This issue of Psychiatric Annals brings together several leading clinical research groups who review the evidence for ketamine in mood disorders. The articles highlight progress since the initial report in 20001 from Yale investigators of intravenous (IV) ketamine's rapid antidepressant efficacy, and the subsequent larger replication study at the National Institute of Mental Health published in 2006.2 Since that time, there has been an explosion of interest in the off-label use of ketamine, primarily for serious depressive disorders, as well as pharmaceutical industry interest in developing variants of ketamine for psychiatric indications. The first commercial success in this regard was the US Food and Drug Administration (FDA) approval in March 20193 of an intranasal (IN) spray form of ketamine (esketamine, the S-isomer of racemic ketamine) as an adjunctive therapy for treatment-resistant depression (TRD).
Many challenges and questions remain for clinicians and researchers in the ketamine field.
How Does Ketamine Work?
The article, “Neurobiological Mechanisms of Ketamine: Depression, Suicide, Trauma, and Chronic Stress Pathologies,” by Dr. Lynnette A. Averill, Christopher L. Averill, and Dr. Chadi G. Abdallah delves into the neurobiological mechanisms underlying ketamine's antidepressant actions. This is an interesting and evolving story. Insights into ketamine's mechanisms of action are important because understanding how ketamine works is critical to rationally developing the next iteration of drugs that are “ketamine-like” but may be devoid of ketamine's psychotomimetic side effects. It is critical to understand which of the many steps beyond ketamine's initial N-methyl-D-aspartate receptor channel blockade are essential for its antidepressant effects—is it enhancement of other ionotropic receptors such as alpha-amino-3-hydroxy-5-methyl-4-isoxazolepropionic, proliferation of neurotrophic factors, or formation of new synapses? What is the role of nonglutamatergic mechanisms such as opioid signaling?
What Are the Best Methods to Prolong Ketamine's Transient Antidepressant and Antisuicidal Effects?
This is likely the most relevant clinical issue. Many patients have shown benefit with short-term treatment over several weeks. How are these gains to be maintained? Some patients may require chronic indefinite receipt of ketamine or esketamine, administered according to a fixed- or variable-dosing schedule. However, as discussed in the article, “Ketamine, Esketamine, and A New Generation of Antidepressants,” by Drs. Samuel T. Wilkinson and Brandon M. Kitay, treatment with esketamine mandates onsite clinical monitoring for at least 2 hours after medication administration and poses restrictions on same-day driving. For some patients, this will not be feasible in the long term. Oral agents for take-home use might have a role in prolonging response and could offer a more clinically feasible approach for long-term relapse prevention. Several oral agents for major depressive disorder (MDD) and TRD that impact amino acid neurotransmitter systems are currently in late-stage clinical development. Nonpharmacological approaches involving cognitive training and focused psychotherapy are also in development for this vulnerable post-ketamine period.
How Does the Effectiveness of Ketamine Compare to Medication and Neurostimulation Alternatives?

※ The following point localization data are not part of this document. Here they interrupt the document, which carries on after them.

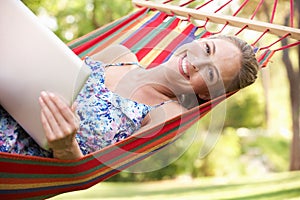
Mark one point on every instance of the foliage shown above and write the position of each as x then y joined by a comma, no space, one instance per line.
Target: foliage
232,154
266,187
72,19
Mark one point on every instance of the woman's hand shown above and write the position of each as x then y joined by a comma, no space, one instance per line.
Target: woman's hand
60,124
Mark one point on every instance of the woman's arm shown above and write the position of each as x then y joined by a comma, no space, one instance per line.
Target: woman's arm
60,124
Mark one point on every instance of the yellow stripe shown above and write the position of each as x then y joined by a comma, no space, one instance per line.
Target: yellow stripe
61,183
162,45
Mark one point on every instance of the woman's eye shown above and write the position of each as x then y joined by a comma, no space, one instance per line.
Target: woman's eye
207,49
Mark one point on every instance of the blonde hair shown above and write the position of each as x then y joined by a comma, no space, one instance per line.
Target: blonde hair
249,65
245,77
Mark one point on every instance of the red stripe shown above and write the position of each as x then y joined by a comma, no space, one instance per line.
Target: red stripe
152,44
166,52
94,41
143,31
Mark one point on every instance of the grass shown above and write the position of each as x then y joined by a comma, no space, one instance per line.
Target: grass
276,186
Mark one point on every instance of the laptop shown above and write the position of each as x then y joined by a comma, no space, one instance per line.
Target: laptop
34,59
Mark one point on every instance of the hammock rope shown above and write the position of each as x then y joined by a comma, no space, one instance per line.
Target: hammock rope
152,36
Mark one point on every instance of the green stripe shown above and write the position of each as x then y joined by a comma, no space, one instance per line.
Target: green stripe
110,36
97,33
139,45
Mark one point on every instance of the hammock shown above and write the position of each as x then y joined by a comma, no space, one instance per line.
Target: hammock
151,35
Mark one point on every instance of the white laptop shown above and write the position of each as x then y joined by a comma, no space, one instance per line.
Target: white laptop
33,59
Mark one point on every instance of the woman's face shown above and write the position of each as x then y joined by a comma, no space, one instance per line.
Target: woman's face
207,65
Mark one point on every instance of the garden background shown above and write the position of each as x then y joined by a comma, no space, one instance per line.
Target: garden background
251,158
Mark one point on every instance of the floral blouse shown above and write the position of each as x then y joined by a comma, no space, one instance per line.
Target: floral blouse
105,118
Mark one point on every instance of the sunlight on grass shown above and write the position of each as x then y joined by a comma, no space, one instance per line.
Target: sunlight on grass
275,186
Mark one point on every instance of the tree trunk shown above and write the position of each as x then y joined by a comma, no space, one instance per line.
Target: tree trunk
294,80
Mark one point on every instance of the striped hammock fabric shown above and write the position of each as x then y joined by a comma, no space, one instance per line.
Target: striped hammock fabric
152,36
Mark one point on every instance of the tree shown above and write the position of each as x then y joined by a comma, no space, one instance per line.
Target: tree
294,82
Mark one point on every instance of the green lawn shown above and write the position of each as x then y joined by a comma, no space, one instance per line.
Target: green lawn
276,186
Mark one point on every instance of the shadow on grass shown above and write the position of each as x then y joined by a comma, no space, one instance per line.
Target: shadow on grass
280,183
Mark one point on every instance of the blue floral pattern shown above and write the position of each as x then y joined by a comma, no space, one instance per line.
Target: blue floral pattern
105,118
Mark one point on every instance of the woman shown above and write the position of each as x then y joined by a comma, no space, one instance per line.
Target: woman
133,99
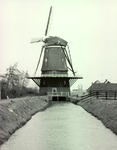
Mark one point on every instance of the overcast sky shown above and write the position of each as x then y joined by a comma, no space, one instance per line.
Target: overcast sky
89,26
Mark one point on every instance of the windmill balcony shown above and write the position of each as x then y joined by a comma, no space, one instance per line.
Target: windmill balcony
58,93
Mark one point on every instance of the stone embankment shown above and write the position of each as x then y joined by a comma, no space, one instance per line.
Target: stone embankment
16,112
104,110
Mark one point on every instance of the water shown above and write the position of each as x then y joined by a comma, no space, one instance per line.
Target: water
64,126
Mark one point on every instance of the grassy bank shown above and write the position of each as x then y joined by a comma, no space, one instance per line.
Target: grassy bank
16,112
104,110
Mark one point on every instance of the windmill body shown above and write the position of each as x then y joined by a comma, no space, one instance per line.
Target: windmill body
54,80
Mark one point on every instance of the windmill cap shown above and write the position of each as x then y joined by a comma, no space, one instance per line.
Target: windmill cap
54,40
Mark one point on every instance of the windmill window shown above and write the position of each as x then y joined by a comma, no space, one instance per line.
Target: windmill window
46,59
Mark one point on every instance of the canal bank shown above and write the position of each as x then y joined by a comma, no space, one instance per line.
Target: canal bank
104,110
16,112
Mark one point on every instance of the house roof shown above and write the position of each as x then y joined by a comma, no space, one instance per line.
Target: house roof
103,87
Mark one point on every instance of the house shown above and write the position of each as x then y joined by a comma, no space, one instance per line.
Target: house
104,90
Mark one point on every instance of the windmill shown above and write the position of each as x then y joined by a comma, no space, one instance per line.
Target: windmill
54,80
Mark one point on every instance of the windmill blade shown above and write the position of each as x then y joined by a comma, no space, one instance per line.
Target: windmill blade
46,31
39,60
36,40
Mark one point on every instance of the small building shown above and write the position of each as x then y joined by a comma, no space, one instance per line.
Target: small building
104,90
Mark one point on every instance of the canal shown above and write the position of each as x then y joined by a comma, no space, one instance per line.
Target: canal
64,126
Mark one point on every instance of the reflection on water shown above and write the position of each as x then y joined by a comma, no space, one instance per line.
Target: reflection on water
64,126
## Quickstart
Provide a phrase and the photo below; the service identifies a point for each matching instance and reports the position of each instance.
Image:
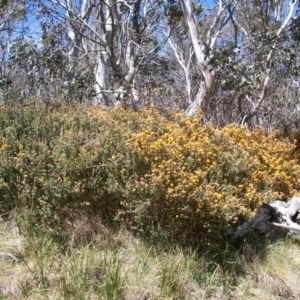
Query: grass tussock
(120, 204)
(121, 266)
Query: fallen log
(271, 216)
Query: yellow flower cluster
(140, 167)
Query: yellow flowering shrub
(140, 168)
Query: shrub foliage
(141, 169)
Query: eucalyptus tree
(11, 14)
(255, 65)
(119, 37)
(203, 39)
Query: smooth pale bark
(203, 47)
(256, 105)
(271, 215)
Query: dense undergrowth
(154, 175)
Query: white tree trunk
(101, 79)
(203, 52)
(271, 216)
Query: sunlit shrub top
(140, 168)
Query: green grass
(120, 266)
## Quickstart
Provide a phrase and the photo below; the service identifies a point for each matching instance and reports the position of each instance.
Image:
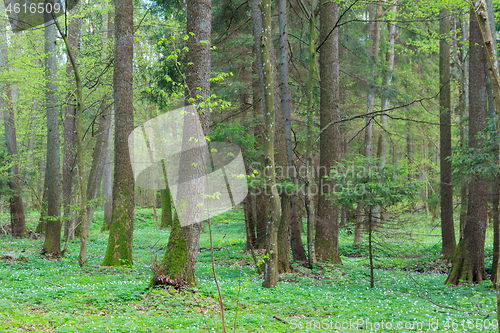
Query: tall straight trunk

Currently, three atypical antipsychotics (aripiprazole, quetiapine XR, brexpiprazole) are FDA-approved for the adjunctive treatment of MDD, whereas the combination of olanzapine and fluoxetine is approved for TRD. A priority for future investigations will be evaluating the relative effectiveness of ketamine/esketamine compared to these approved medications. The Department of Veterans Affairs is planning such a trial, comparing IN esketamine to aripiprazole for TRD. Also, as discussed in the article, “Comparative Efficacy of Ketamine in Treatment-Resistant Depression,” by Drs. Hatice Guncu Kurt, Murat Altinay, and Amit Anand, an ongoing multicenter trial compares the effectiveness of an acute course of electroconvulsive therapy to an induction course of IV ketamine (administered twice per week for 3 weeks).
Which Additional Psychiatric Indications Are the Most Promising?
Beyond mood disorders (including bipolar depression) and suicidal ideation/behaviors, posttraumatic stress disorder (PTSD) is likely the psychiatric indication of greatest promise. The article, “Development of Ketamine Administration as a Treatment for Chronic PTSD,” by Abigail B. Collins, Sarah B. Rutter, and Dr. Adriana Feder summarizes work to date in trauma-related conditions. There is accruing evidence of rapid improvements in core PTSD symptoms after ketamine, although the evidence base is still in its infancy. Given the paucity of effective pharmacotherapies in PTSD, this is undoubtedly an area of massive unmet need.
We hope these articles provide an informative introduction for the novice clinician and offer more experienced clinicians a helpful and concise review.